A controversial best-selling account of the hunt for Madeleine McCann by the Portuguese detective who led the investigation is expected to be published in the UK soon, according to its author.
Speaking exclusively to The Independent on Sunday, Goncalo Amaral denied cashing in on the tragic disappearance of the three-year-old but said he was determined to restore his reputation, which "had been torn to shreds" by unfair and inaccurate media reports.
The book, Maddie: The Truth about the Lie, has already sold an estimated 180,000 copies in Europe, and Mr Amaral's representatives are trying find a British publisher. The McCanns said last night that they would scrutinise any British publication with a view to possible legal action.
Madeleine went missing on 3 May 2007, days before her fourth birthday, from a holiday apartment in the Algarve resort of Praia da Luz as her parents dined at a nearby restaurant. In the Portuguese edition of his book, Mr Amaral says he believes she died in a "tragic accident" in the Mark Warner holiday flat where she was left to sleep the night she disappeared.
Mr Amaral was removed from the investigation in October 2007 after criticising British police officers. Nine months later the Portuguese authorities closed the investigation and lifted the arguido [suspect] label from Madeleine's parents.
The book's publisher, Mario Sena Lopes, said there was now an English version of Mr Amaral's book and he was negotiating a UK deal. He said several publishers were interested and he was confident the British public would soon be able to read the book.

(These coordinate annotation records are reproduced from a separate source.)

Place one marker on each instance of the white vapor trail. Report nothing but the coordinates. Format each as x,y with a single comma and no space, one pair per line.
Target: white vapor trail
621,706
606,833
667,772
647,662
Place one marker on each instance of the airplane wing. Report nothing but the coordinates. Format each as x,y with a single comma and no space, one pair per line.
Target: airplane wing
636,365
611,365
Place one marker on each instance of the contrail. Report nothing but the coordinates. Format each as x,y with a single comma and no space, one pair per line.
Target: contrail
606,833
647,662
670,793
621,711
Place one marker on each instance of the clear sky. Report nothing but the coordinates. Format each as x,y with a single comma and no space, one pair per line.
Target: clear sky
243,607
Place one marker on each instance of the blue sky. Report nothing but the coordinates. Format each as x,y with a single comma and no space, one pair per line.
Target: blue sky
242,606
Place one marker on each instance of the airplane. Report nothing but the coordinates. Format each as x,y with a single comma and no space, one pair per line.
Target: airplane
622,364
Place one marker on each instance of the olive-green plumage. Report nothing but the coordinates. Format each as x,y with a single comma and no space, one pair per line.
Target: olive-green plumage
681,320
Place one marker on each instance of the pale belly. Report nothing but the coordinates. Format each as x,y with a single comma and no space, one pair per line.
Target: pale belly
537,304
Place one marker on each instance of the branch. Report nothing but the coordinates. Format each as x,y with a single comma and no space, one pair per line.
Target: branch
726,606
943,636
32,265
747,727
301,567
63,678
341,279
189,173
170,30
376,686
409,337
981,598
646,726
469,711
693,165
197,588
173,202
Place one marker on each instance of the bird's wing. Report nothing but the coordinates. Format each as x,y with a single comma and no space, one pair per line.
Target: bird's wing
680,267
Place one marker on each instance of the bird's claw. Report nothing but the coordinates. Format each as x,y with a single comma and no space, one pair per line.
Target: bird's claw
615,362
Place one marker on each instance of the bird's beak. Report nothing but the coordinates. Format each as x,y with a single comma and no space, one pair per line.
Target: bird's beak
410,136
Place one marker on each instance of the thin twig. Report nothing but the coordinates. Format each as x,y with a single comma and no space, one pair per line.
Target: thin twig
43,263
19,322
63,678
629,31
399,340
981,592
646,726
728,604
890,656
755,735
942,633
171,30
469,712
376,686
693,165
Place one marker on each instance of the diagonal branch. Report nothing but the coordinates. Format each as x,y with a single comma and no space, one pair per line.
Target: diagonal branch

Mr Amaral said: "I received numerous messages of support and solidarity since being taken off the case, including from the UK – messages that also motivated me to tell people what I knew about the Maddie case. I am positive that there's also a section of the public eager to know the truth.
"People can form their opinion without the manipulation that we have seen before."
He said his only regret was failing to carry out a reconstruction of the events soon after Madeleine vanished but claims he was put under "serious pressure" not to. He insisted this was the only failure in a "perfect" text-book investigation.
Asked whether he thought Madeleine was dead, he said: "It is not just my opinion. A whole team of Portuguese and British investigators came to that conclusion last year, and this is part of the files. I have never said the couple killed their daughter and this is not my belief. Deaths may happen for natural reasons, accident or intervention by a third party."
He said he was unperturbed by the threat of any legal action from the McCann family. "There is no reason for that. The details exposed in the book are facts, happenings and objective data which figure in the process and not lies, as they have been described in the press."
He denied he was profiting from the tragic case. "The biggest thing I achieved with this book was to defend my honour and that of those who worked with me. The way I see it, you cannot put a price on dignity. The other objective of the book is to contribute to the search for the truth."
Mr Amaral added that he is now considering legal action against a number of British media outlets. The "excessive" publicity the case attracted was a "double-edged sword: on one hand it makes the disappearance known, but on the other hand it puts the life of the missing person in jeopardy," he insisted. "I demanded from my superiors, they stand up for the investigators faced with attacks by the media, but that never happened. This was one of the reasons that led me later on to hand in my resignation so I could regain my freedom of speech and write the book."
Clarence Mitchell, a spokesman for the McCanns, said last night: "Lawyers for Kate and Gerry have been aware of what Mr Amaral has been alleging for some time. What he has said and written before now is grossly defamatory of them.
"If he chooses to publish them in Britain those words will be studied intensely carefully and they will not hesitate to act if they are defamatory."